After his careful examination of the origins of southern Pentecostalism, Stephens sketches the movement's later evolution. Once apolitical, egalitarian, and pacifist, white Pentecostals in particular "came in some respects to look more and more like their perennial enemies" and "identified with the same kind of social and political conservatism they had once shunned or even openly condemned." Having experienced a steady rise in wealth and social status, few Pentecostal preachers today would spend their time warning against Sunday newspapers, oyster suppers, and neckties.
Crisply written, analytically clear, and full of colorful personalities, The Fire Spreads is the most significant study of Pentecostal origins since Grant Wacker's Heaven Below, and Stephens' four chapters on holiness Christianity provide an unparalleled introduction to that movement's emergence and growth in the South. Good books leave their readers wanting more, and Stephens' survey of more recent developments left me hoping he will return to these years with the same chronological and regional nuance that undergirds the earlier portions of his narrative. While Stephens notes the role of the Keswick movement and Dwight Moody in promoting both holiness and premillennialism, he sometimes credits southern Pentecostalism for what are more accurately seen as broader trends within American evangelicalism. For example, Stephens suggests Pentecostalism's responsibility for the ascendancy of premillennialism within American theology and culture, citing the popularity of Hal Lindsey's Late Great Planet Earth and the Left Behind series. But Lindsey (a graduate of Dallas Theological Seminary) and Tim LaHaye (a Bob Jones University alumnus) hale from segments of the evangelical/fundamentalist landscape that vigorously opposed the Pentecostal and charismatic fire. Evangelicals—and later fundamentalists—across the United States steadily embraced premillennialism during the late 1800s and early 1900s. Likewise, Keswick-style holiness and consecration imbued mainstream evangelicalism with perfectionistic teachings by the mid-20th century. In the 1950s, Billy Graham and Bill Bright—among many others—encouraged their followers to become "filled with the Spirit" by completely surrendering themselves in faith to Jesus Christ. Stephens could more fully explore the cross-fertilization between evangelicalism and fundamentalism on the one hand and Pentecostalism and the charismatic movement on the other.
I also wanted more description of the fire itself. Most of The Fire Spreads is a history of the holiness movement, focusing on transregional networks, intra-denominational conflict, and doctrinal development. The narrative really crackles once it reaches the emergence of Pentecostalism, as the movement's ecstatic spirituality comes to the fore. "That same electrifying Spirit that overwhelmed Cornelius and the apostles in Acts," writes Stephens, "was again available to all." Members of the holiness denominations left in droves, convinced that their familiar churches "could not generate this kind of excitement."
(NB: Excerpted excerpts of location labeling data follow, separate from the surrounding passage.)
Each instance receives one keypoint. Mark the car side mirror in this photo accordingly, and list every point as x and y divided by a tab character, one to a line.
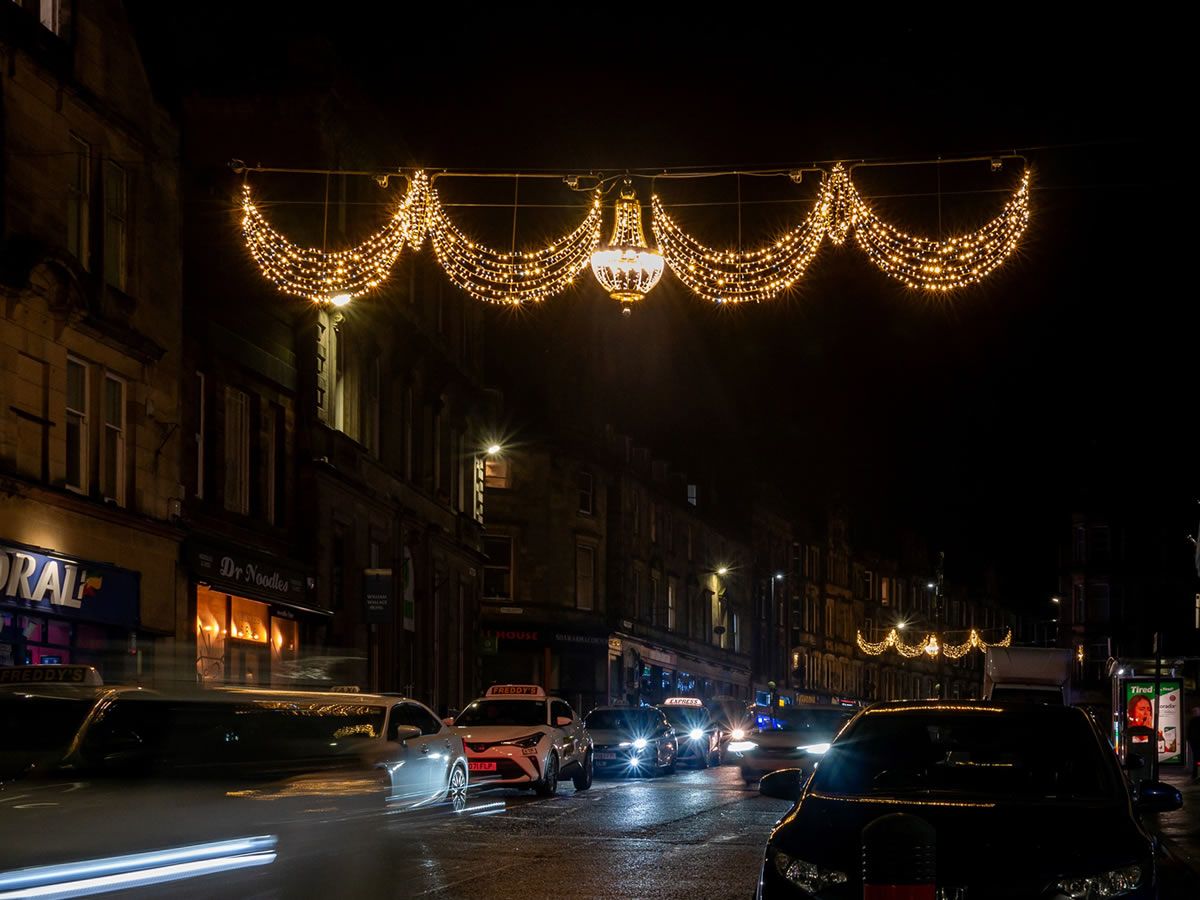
783	785
1156	797
406	732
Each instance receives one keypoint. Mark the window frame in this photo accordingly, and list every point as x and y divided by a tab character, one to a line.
84	424
106	426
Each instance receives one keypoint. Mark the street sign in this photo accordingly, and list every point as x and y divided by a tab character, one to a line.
377	595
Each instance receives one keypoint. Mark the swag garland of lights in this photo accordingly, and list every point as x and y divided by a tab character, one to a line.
627	267
929	645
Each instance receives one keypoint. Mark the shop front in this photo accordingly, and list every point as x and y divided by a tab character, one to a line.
59	610
255	623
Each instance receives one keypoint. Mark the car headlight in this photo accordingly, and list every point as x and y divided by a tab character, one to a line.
1113	883
815	749
526	742
807	876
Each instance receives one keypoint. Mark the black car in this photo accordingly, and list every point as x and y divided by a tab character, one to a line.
1024	802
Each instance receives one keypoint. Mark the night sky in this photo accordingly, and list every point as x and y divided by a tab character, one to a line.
1065	379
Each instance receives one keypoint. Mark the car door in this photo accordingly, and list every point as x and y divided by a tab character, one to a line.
429	753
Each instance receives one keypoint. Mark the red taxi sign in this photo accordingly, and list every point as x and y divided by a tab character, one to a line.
85	676
515	690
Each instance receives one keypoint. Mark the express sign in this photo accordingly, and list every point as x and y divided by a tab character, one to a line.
67	587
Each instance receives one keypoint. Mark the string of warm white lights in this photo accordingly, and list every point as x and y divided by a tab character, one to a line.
738	276
929	645
513	277
341	275
627	268
940	264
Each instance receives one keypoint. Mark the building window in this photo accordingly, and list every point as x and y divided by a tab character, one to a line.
498	569
1079	546
237	462
77	425
274	463
51	15
201	432
585	577
478	483
79	202
586	498
115	225
112	469
497	473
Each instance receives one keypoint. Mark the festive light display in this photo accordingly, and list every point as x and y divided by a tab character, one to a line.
627	268
515	277
929	645
738	276
339	276
940	264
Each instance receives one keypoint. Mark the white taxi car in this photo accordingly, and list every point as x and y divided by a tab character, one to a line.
515	736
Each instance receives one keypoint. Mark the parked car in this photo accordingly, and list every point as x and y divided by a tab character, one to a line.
697	737
793	737
1025	801
635	741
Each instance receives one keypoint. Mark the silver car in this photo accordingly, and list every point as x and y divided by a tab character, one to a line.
793	738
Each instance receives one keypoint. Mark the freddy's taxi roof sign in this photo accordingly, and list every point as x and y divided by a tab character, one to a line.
84	676
516	690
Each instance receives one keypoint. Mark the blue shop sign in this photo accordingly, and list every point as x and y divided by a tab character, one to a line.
60	586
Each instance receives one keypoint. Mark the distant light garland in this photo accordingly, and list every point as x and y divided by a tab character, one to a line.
516	277
929	645
940	265
741	276
339	276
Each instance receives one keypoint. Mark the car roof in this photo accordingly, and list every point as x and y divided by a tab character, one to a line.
967	706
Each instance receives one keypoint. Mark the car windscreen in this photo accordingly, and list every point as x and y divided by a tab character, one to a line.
625	720
33	724
503	712
985	751
687	718
815	723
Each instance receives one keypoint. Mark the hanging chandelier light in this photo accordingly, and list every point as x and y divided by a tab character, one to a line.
627	268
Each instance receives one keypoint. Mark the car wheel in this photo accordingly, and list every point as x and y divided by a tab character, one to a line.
456	785
582	781
549	784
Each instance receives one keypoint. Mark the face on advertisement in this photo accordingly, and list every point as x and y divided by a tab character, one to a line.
1141	711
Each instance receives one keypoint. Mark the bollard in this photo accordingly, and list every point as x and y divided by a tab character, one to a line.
899	858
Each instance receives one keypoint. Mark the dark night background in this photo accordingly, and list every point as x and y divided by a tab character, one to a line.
1065	379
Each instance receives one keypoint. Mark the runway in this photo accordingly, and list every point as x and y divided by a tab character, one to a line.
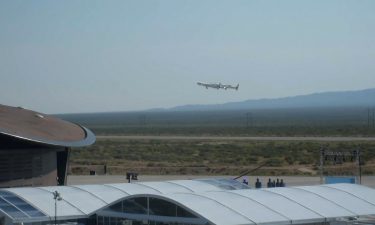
242	138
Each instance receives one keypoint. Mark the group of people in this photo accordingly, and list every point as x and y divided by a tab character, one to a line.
270	183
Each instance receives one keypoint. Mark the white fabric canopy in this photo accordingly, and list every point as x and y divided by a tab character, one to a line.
214	203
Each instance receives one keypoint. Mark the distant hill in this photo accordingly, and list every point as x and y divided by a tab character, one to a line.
362	98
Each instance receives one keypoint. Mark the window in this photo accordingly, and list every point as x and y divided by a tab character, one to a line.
136	205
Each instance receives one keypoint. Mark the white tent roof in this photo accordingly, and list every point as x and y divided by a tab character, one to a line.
219	201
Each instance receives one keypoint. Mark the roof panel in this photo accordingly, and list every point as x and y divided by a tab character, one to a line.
196	185
282	205
363	192
84	201
166	187
134	188
346	200
210	209
43	200
253	210
104	192
314	202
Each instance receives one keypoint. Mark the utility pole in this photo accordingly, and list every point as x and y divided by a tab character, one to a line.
368	118
249	120
322	155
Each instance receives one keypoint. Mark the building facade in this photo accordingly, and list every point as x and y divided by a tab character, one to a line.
34	147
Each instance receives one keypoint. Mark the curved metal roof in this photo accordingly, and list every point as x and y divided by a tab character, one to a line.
42	129
291	205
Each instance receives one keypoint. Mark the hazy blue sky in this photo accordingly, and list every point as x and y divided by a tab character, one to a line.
89	56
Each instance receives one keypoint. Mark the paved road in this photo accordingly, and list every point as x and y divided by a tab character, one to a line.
289	180
230	138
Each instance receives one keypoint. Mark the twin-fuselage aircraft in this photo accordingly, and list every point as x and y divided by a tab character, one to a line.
218	86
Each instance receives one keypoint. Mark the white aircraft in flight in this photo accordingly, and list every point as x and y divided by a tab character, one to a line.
218	85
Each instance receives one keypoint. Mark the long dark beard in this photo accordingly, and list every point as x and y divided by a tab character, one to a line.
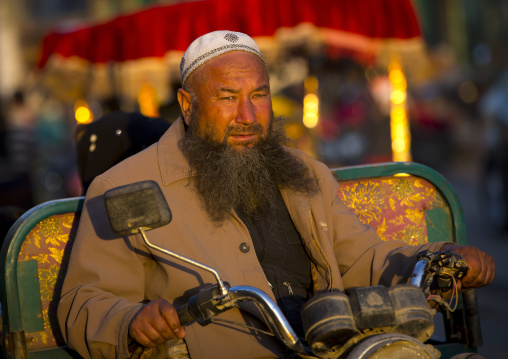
244	179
"O for a heart to praise my God," wrote Charles Wesley, "a heart from sin set free." My own experience has more closely approximated that described by Wesley's Baptist hymn-writing contemporary, Robert Robinson: "Prone to wander, Lord I feel it, prone to leave the Lord I love." Few denominational hymnals include Robinson's fourth verse to "Come Thou Fount of Every Blessing": "O that day when freed from sinning," he concludes, "I shall see Thy lovely face; Clothed then in blood washed linen, How I'll sing Thy sovereign grace." In this formulation, freedom from sin clearly comes only after entrance into eternal life. Of course, denominations find ways to make doctrinally specific hymns palatable for their own theologies. For instance, many Reformed Protestants substitute "promised rest" for "second rest" in Wesley's "Love Divine, All Loves Excelling." Such adaptations hint at doctrinal disagreements but also suggest their relative unimportance.